Just to build on Mr. Brosseau's comments, we have seen a pattern of incidents among the small tugs, as the member has indicated. Those are the ones below 15 tonnes. The bigger the vessel, the more stringent the rules get.
We've done two things. We've done a fair bit of outreach in terms of promoting compliance. As well, we're actually launching a small-vessel compliance program for tugs, and we're looking at bringing in a safety management program for these small tugs. We would agree that it's an area that merits additional oversight and additional enforcement and programming; I would say not just enforcement but also raising awareness and requiring safety management in that small vessel class.
We believe with these actions we have started to undertake and will be undertaking, we can reduce the risk we see in the activities of the small tug class. They're small vessels, but there are a lot of them, particularly up and down the west coast.
Thank you, Mr. Keenan and Mr. Brosseau and the entire Transport team. We truly appreciate your participation in today's meeting.
It was a great meeting, with a lot of information given out, a lot of questions asked and a lot of answers provided, so to everybody, including our members on the committee, I say, great job today.
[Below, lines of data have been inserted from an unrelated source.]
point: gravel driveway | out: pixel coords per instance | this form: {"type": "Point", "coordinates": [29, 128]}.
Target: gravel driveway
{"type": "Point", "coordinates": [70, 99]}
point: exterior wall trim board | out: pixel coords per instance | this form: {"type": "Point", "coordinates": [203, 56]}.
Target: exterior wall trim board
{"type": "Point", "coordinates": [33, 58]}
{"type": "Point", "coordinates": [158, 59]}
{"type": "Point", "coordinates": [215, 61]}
It was very productive.
Before I adjourn, I'd be remiss if I didn't take the opportunity to also extend congratulations as well as appreciation to two members of our committee who will be leaving us.
Mr. Bittle is now taking on a new role.
Chris, thank you for your participation in our meetings. We truly are going to miss you. Our loss is going to be someone else's gain. Thank you for your time here.
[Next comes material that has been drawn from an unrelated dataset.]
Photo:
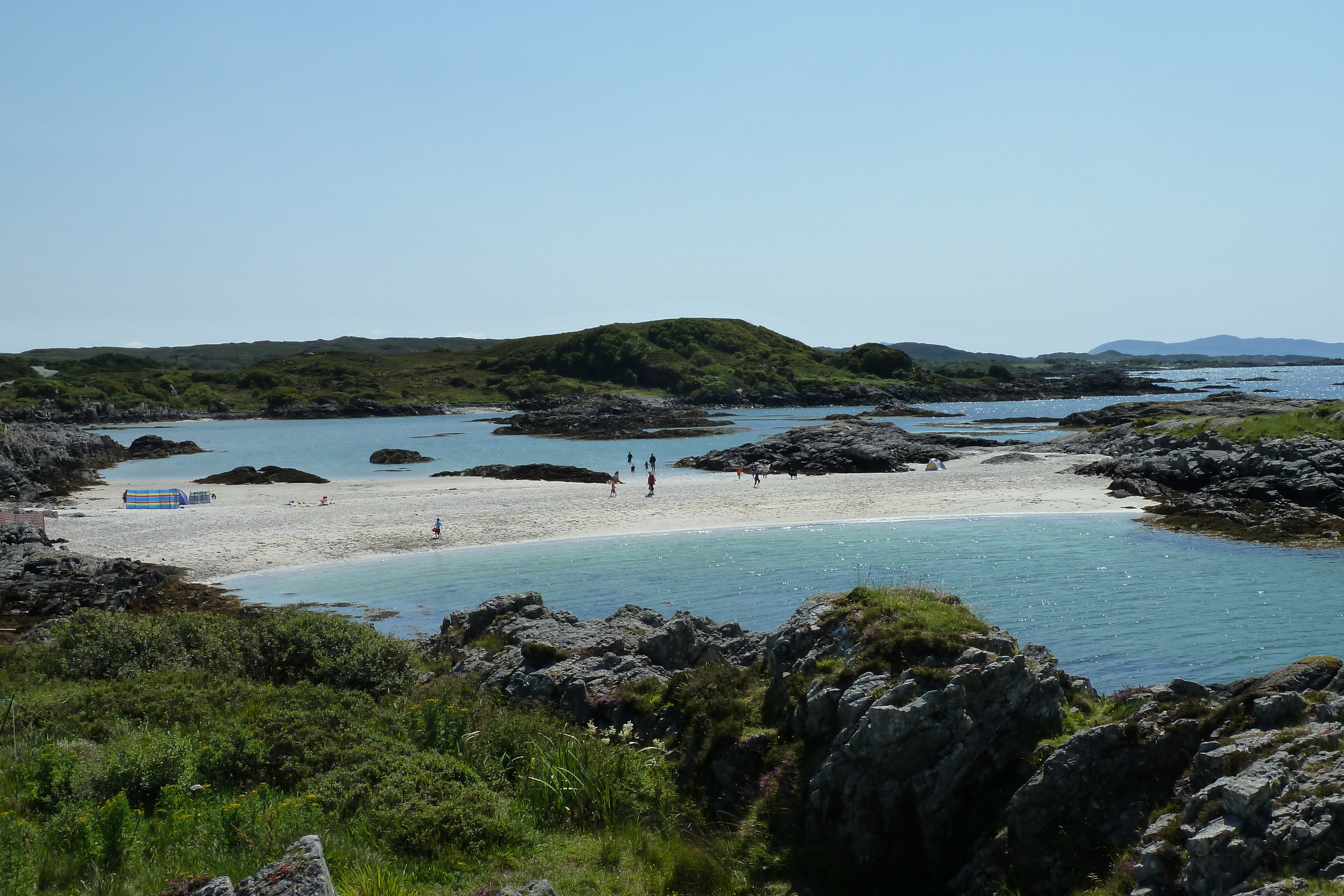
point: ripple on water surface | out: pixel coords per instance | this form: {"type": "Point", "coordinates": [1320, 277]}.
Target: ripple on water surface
{"type": "Point", "coordinates": [1114, 600]}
Mr. Sidhu, you have taken on a new role, a new PS role. To you, congratulations. We're not too sure when you're going to be departing, but I understand it probably is going to be within the next three weeks. Again, we congratulate you and thank you for your participation with our committee. You as well will be truly missed. Again, someone else's gain is going to be our loss.
We are expecting to have two new members on the committee. We'll be welcoming them here, I'm assuming, within three weeks, at our next meeting.
Finally, I want to say, to the minister and the members of the Transport team, that we do appreciate a lot of what you're doing, especially as it relates to the aviation sector, and, of course, your efforts to try to come up with a deal with the aviation sector. I think some of the comments that were made today give us a lot of comfort. More importantly, beyond us there are those who are out there expecting refunds for tickets that were purchased, as well as the travel agents, who have heard today from the minister himself that those are on the table, and of course being discussed within these negotiations. That is truly going to mean a lot less anxiety for those who are affected.
Again, I express my sincere appreciation.
With that, members, we will now adjourn. Have a great evening.